JOSEPH C. WILKINSON, JR., Magistrate Judge.
The BELO portion of the Medical Benefits Class Action Settlement Agreement in
Having considered the record, the applicable law and the written submissions of counsel for the parties,
Paragraph III(2) of this court's BELO Cases Initial Proceedings Case Management Order provides that "the factors set forth in 28 U.S.C. § 1404(a) and applicable case law" govern determination of the appropriate venue for discovery and dispositive proceedings. 28 U.S.C. § 1404 provides: "For the convenience of parties and witnesses, in the interest of justice, a district court may transfer any civil action to any other district or division where it might have been brought or to any district or division to which all parties have consented." Applicable case law establishes that factors relevant to the court's venue determination include "(1) the relative ease of access to sources of proof; (2) the availability of compulsory process to secure the attendance of witnesses; (3) the cost of attendance for willing witnesses; and (4) all other practical problems that make trial of a case easy, expeditious and inexpensive."

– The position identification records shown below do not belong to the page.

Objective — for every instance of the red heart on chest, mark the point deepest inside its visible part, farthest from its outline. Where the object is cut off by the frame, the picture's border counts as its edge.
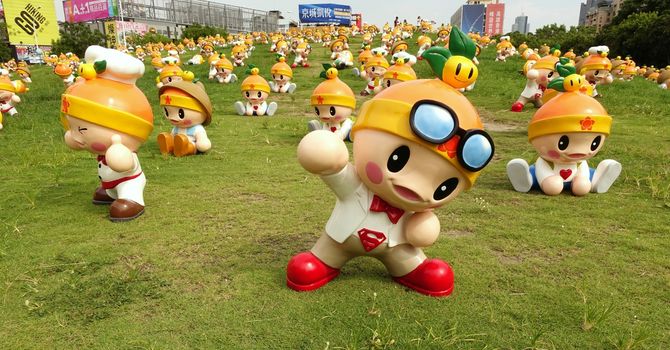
(565, 173)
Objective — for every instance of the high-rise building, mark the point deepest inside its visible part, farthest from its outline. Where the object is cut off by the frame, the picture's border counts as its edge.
(598, 13)
(521, 24)
(480, 16)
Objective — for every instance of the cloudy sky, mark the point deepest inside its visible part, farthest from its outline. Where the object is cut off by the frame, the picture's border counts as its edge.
(539, 12)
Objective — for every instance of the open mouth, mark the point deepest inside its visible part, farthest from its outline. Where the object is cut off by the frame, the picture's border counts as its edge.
(406, 193)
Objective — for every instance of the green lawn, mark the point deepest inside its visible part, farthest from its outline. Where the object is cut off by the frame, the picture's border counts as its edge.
(204, 267)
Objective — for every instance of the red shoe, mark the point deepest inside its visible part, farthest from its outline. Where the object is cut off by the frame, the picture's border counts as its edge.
(306, 272)
(517, 107)
(433, 277)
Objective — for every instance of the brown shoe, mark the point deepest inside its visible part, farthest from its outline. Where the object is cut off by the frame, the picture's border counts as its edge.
(100, 197)
(165, 143)
(125, 210)
(182, 146)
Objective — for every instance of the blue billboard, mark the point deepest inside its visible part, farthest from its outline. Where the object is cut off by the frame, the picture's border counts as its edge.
(473, 18)
(325, 13)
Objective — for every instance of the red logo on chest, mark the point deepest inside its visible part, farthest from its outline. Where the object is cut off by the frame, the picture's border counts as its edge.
(370, 239)
(565, 173)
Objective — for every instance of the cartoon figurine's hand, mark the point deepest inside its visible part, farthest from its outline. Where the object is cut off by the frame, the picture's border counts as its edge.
(70, 141)
(322, 152)
(553, 185)
(422, 229)
(581, 185)
(118, 156)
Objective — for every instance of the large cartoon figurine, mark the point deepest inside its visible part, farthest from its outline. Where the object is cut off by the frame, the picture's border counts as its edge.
(224, 70)
(596, 68)
(538, 75)
(568, 130)
(187, 107)
(256, 90)
(281, 77)
(107, 115)
(416, 146)
(375, 67)
(333, 103)
(398, 73)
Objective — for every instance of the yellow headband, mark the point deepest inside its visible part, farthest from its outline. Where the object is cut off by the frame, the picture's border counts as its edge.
(181, 101)
(395, 121)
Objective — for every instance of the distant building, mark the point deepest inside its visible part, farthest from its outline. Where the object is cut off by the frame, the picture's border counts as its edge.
(480, 16)
(521, 24)
(598, 13)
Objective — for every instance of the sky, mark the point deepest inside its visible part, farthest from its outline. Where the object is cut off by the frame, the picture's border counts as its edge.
(539, 12)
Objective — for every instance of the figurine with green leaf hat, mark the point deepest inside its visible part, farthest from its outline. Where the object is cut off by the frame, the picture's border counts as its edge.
(416, 147)
(568, 130)
(256, 90)
(334, 103)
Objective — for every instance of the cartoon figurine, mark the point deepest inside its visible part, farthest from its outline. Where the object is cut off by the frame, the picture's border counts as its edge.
(416, 146)
(64, 71)
(224, 70)
(568, 130)
(333, 102)
(281, 77)
(256, 90)
(9, 97)
(538, 76)
(596, 68)
(398, 73)
(375, 67)
(106, 114)
(187, 107)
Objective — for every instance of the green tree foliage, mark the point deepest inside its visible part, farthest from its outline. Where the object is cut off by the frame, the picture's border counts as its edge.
(195, 31)
(75, 38)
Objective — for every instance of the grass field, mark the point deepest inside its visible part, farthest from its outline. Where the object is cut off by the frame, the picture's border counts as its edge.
(205, 266)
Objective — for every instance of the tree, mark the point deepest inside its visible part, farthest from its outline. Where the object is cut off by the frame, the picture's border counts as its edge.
(75, 38)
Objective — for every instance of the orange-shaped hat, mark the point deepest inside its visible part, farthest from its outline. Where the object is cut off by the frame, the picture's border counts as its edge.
(333, 91)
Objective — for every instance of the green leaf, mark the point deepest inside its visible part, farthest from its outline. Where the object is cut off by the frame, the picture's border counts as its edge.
(557, 84)
(437, 57)
(460, 44)
(100, 66)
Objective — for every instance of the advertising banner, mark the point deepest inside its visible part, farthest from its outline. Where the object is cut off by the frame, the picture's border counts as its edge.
(473, 18)
(495, 14)
(325, 13)
(31, 22)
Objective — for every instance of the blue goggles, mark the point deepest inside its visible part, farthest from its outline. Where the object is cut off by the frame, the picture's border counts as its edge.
(436, 123)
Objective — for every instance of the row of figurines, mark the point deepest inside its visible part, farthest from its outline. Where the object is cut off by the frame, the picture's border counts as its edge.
(416, 146)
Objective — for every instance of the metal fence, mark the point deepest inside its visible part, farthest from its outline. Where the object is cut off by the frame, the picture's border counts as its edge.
(185, 12)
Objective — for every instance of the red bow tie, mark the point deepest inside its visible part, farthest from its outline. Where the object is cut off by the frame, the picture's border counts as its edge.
(379, 205)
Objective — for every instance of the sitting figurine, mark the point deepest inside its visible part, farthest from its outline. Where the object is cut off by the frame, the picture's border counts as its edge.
(281, 77)
(106, 114)
(188, 108)
(538, 75)
(416, 146)
(568, 130)
(64, 71)
(224, 70)
(333, 103)
(256, 90)
(398, 73)
(375, 67)
(596, 68)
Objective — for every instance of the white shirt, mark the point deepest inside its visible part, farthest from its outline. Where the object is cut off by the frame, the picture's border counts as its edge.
(352, 210)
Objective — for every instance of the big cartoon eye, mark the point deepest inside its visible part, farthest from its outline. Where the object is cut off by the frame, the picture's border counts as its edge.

Considering these factors and the disclosure information provided by plaintiff, Record Doc. No. 5-2, while the venue dispute in this instance presents a close question, I find that the most appropriate venue for further proceedings in this BELO lawsuit is the Southern District of Texas. On one hand, the complaint alleges that when plaintiff was exposed to oil and chemical dispersants between July 2010 and January 2011, he resided in the Pensacola, Florida area, located in the Northern District of Florida. Record Doc. No. 1 at p. 2; 28 U.S.C. § 89. Plaintiff's disclosures state that he was diagnosed with his alleged condition of chronic conjunctivitis and received outpatient and other medical treatment at facilities in Miami and Hialeah, Florida, all of which are located in the Southern District of Florida. Record Doc. No. 5-2; 28 U.S.C. § 89.
On the other hand, plaintiff currently lives in Conroe, Texas, located in the Southern District of Texas and has lived there for about four years since 2015. Record Doc. No. 1 at p. 1; 28 U.S.C. § 124. Plaintiff's disclosures state that he has received medical treatment at a facility in Conroe, Texas. Record Doc. No. 5-2 at p. 7. Fact witnesses, other than plaintiff himself, who have been identified as persons who know about plaintiff's alleged injury are plaintiff's mother and brother, both of whom reside in the Southern District of Texas. Record Doc. No. 6-1 at p. 2. Plaintiff's current employer is located in the Southern District of Texas, which is relevant to plaintiff's claims for lost income and loss of earning capacity.
I find that accommodating the convenience of the key fact witnesses, plaintiff and his family members, is the most significant factor in determining that venue should be in the Southern District of Texas and serves the interests of justice. Personal appearance of plaintiff and these witnesses at trial is vital to the presentation of this case. Plaintiff's residence in the Southern District of Texas and the convenience of the parties and witnesses outweigh the convenience of the Florida medical experts who may be witnesses and whose testimony at trial could effectively be presented by video deposition. Although a substantial portion of plaintiff's relevant medical records may be located in the Southern District of Florida, these documents will be easily produced to all parties regardless of the placement of this case in Florida or Texas. For the foregoing reasons, I find that venue is both proper and most appropriate in the Southern District of Texas. The convenience of the parties and witnesses and the interests of justice warrant transfer of this case to the Texas district. A magistrate judge is authorized to transfer a case of this sort to another district.